Analytics for NetApp E-Series AutoSupport Data Using Big Data Technologies
Technical Report Identifier: EECS-2016-23
May 1, 2016
Abstract: Our capstone project, utilizing novel Big Data technology, was to help NetApp Inc. develop the AutoSupport (ASUP) Ecosystem for their E-series products . With this software framework, NetApp Inc. was able to collect normalized data, perform predictive analytics and generate effective solutions for its E-series products customers. We used the Star Schema for the data warehousing structure and built seven dimension tables and two fact tables to handle the plethora of E-series ASUP data. To refine our decision and eliminate improper technologies, we made a comparison of many eligible Big Data technologies with respect to their technical strengths and weaknesses. We utilized the latest Spark/Shark Big Data technology developed by Berkeley AMPLab  to construct the software framework. Additionally, to perform the featured predictive analytics we used K-means Clustering and K-fold cross-validation machine learning techniques on the normalized data set.
My main contribution in this project was to develop a Python based script to convert the majority of the E-series product’s daily/weekly and event-based ASUP logs iv into the normalized data format.

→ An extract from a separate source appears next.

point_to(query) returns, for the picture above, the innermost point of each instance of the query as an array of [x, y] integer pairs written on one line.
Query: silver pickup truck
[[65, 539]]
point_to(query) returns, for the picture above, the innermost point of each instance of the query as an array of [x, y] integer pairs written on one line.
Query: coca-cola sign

After performing multiple trials and the overall assessment of both the difficulty and feasibility of different data parsing approaches, I recommended the approach of parsing the text-based data in raw ASUP data set. Based on the normalized data I generated, we then successfully built a prototype. And we expected that with our ASUP framework and predictive data analysis function, NetApp would have more power and efficiency in resolving the E-series product issue for its customer. At the same time, our project on ASUP framework would revolutionize NetApp’s data storage and customer support business and help the company exploit its niche market in the Big Data industry.